Obrigada, menina, por me permitir falar com você na sua língua. Amei.
A veces basta un saludo para sentirnos en casa, aunque estemos lejos. Las lenguas tienen ese poder: abren ventanas a mundos que ya vivimos… o que aún llevamos dentro.

Así como ese momento me llevó a Brasil, también el olor a madera y turba —profundo, terroso, lleno de historia— me llevó a otro recuerdo: mis días en los pubs de Scarborough, en 2018. No solía beber, pero amaba observar, escuchar música y escribir. En ese aroma se abrió otra ventana: la del tiempo pausado, del ritual de estar presente, del valor de lo cotidiano.

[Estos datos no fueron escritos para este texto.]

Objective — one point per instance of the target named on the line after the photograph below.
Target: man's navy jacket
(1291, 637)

Y luego, la noche. Suave, templada, obligándonos a caminar lento, a hablar en voz baja. Calles apenas iluminadas, aire fresco, pasos sin prisa. La ciudad parecía prepararnos para algo más grande.

A tan solo veinte minutos en autobús desde la ciudad, nos encontramos frente a uno de los monumentos más enigmáticos del mundo. Allí, entre piedras milenarias y un viento cargado de siglos, conocí a una mujer argentina. Cabello largo y rebelde, mirada clara, figura fina… viajando sola por estos lares. Fue un encuentro espontáneo, pero potente.
Cuando me dijo que viajaba sola, la abracé con el alma.
La sororidad se asomó sin necesidad de presentaciones.

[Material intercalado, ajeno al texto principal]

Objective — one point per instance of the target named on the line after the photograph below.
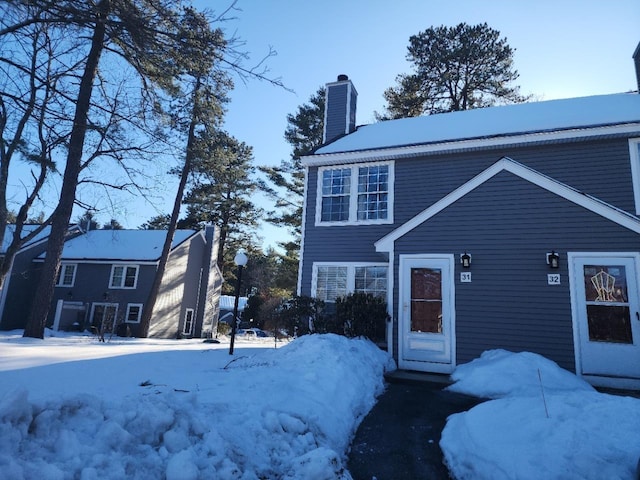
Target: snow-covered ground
(71, 407)
(544, 422)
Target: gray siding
(178, 290)
(92, 286)
(599, 167)
(508, 225)
(20, 285)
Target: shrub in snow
(362, 314)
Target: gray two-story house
(105, 277)
(513, 227)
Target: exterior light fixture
(240, 260)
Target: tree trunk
(147, 311)
(42, 301)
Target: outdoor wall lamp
(240, 260)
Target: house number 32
(553, 278)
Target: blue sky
(563, 48)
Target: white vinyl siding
(355, 194)
(331, 281)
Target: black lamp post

Mi amigo, acostumbrado a mis encuentros súbitos, nos acompañó en silencio mientras la conversación fluía como si ya nos conociéramos de antes.

A medida que nos acercábamos a Stonehenge, una sensación de pequeñez me invadía:
¿Quién soy yo frente a esto? ¿Quién es ella? ¿Quiénes somos nosotros frente a una civilización que dejó estas piedras hace más de 5,000 años?

Esa pregunta —la del origen y el propósito— me ha perseguido en muchos lugares sagrados que he tenido la fortuna de visitar:

  • Las pirámides de Teotihuacán, en México, con su calzada melancólica bordeada por montículos que guardan a sus muertos.
  • En Perú, la tierra de Paddington, donde abundan los vestigios de rituales y templos precolombinos.
  • Las ruinas altas y silenciosas de Kuélap.
  • El Museo de Pumapungo, en Cuenca, Ecuador.
  • Y también Uluru, en el corazón de Australia, esa roca sagrada que respira y late con la memoria ancestral del pueblo aborigen.

Todos esos lugares tienen algo en común: fueron construidos o venerados por civilizaciones que no solo sabían construir, sino que intentaban dialogar con el universo. Como Stonehenge, son ventanas abiertas a las mismas preguntas que aún hoy no sabemos responder:
¿Quiénes somos?
¿De dónde venimos?
¿Para qué estamos aquí?
¿Hacia dónde vamos?

Mientras la mayoría de los turistas alzaba sus cámaras, yo me preguntaba si no estábamos demasiado lejos de lo que ese monumento realmente significó alguna vez.
¿Podemos captar su esencia si no participamos de su espíritu?

Stonehenge, más que un conjunto de piedras, me pareció un testigo silencioso de nuestra fragilidad. Un recordatorio de que el tiempo no perdona, pero sí enseña.
Y entonces, sin esperarlo, otra ventana se abrió: la del
presente.
Porque ni yo soy la misma de ayer, ni lo seré mañana. Y quizás ni siquiera el monumento sea el mismo. Quizás también se transforme, en su forma, en su significado, en nuestra memoria.

Regresamos a la pequeña Salisbury, y la ciudad —con sus calles suaves y su historia discreta— me pareció más cálida. Compartimos risas y reflexiones en un pub con mi nueva amiga argentina, una de esas almas que llegan sin avisar, como una ventana que se abre sola cuando más aire necesitas.

Hoy entendí que las construcciones no solo nos hablan del pasado: también nos reflejan.
Y que, desde las ventanas más grandes que he visto, lo más valioso siempre será lo que se asoma por dentro.